State prosecutors had accused Yuri Dmitriev of involving his adopted daughter, then 11, in child pornography, of illegally possessing components of a firearm, and of depravity involving a minor.
However, some of Russia’s leading cultural figures had said Dmitriev was framed because his focus on Stalin’s crimes jarred with the Kremlin narrative that Russia must not be ashamed of its past.
His real crime, they said, was dedicating himself to documenting Stalin’s 1937-38 Great Terror, in which nearly 700,000 people were executed, according to official estimates.
Dmitriev found a mass grave with up to 9,000 bodies dating from the period.
His lawyer, Viktor Anufriev, told Reuters yesterday that a court in Petrozavodsk in northwest Russia had cleared Dmitriev of the child pornography and depravity charges.
“We got 90% of what we wanted,” said Anufriev. “He was cleared of all the dirty charges.”
However, he said the same court had found his client guilty of illegally possessing “the main elements of” a firearm, something Dmitriev denied.
Anufriev had previously said that Dmitriev owned parts of a sawn-off shotgun, but that it was an old hunting rifle that did not fire, and that no bullets had been found.
State prosecutors had demanded Dmitriev be jailed for nine years.

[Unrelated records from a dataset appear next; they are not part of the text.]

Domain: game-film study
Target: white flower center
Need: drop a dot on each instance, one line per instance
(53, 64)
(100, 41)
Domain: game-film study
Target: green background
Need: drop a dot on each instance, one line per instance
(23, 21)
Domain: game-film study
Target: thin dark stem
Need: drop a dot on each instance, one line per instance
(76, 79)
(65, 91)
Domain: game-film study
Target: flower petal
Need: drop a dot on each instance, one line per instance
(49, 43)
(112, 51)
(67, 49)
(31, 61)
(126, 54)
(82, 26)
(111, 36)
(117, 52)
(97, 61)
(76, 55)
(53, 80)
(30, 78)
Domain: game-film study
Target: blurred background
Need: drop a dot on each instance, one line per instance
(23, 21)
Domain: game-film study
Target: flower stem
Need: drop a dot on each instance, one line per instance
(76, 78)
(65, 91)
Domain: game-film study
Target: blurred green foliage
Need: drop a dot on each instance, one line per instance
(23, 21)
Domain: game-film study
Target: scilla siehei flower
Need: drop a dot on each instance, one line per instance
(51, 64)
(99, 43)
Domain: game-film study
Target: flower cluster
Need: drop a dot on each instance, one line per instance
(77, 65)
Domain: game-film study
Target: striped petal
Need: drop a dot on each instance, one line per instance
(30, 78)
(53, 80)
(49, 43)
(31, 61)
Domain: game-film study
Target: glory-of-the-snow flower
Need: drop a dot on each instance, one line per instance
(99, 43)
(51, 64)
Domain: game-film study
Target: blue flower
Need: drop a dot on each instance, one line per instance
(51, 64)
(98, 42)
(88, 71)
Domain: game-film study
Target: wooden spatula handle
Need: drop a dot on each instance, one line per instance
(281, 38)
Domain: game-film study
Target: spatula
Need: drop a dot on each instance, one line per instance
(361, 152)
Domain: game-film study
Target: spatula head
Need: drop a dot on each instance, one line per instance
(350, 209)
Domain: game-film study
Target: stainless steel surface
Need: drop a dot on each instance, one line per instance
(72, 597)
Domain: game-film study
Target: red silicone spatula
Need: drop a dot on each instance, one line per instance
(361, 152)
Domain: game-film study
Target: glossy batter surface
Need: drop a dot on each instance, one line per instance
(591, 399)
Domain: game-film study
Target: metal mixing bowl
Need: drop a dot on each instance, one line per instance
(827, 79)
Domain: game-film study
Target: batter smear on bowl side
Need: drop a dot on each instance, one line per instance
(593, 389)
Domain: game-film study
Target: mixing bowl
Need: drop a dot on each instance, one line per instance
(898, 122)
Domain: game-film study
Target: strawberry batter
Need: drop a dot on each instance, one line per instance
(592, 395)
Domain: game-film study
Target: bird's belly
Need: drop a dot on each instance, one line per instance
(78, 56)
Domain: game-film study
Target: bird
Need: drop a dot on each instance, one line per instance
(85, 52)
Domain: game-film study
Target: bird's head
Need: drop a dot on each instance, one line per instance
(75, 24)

Anufriev said that his client would now face certain restrictions on his freedom of movement for the next three months as a result of the fire arms conviction.
Dmitriev, head of the local branch of Memorial, a rights group which documents Russia’s Soviet past, was arrested on December 13, 2016, by police acting on an anonymous tip-off, days after someone had broken into his home and accessed his computer.
State prosecutors then accused him of taking pornographic photographs of his adopted daughter.
Dmitriev said the photographs were not pornographic, but did involve nudity because he took them to document her health for social services.
The Novaya Gazeta daily newspaper said that yesterday’s verdict was a rare piece of good news for those who believed in justice.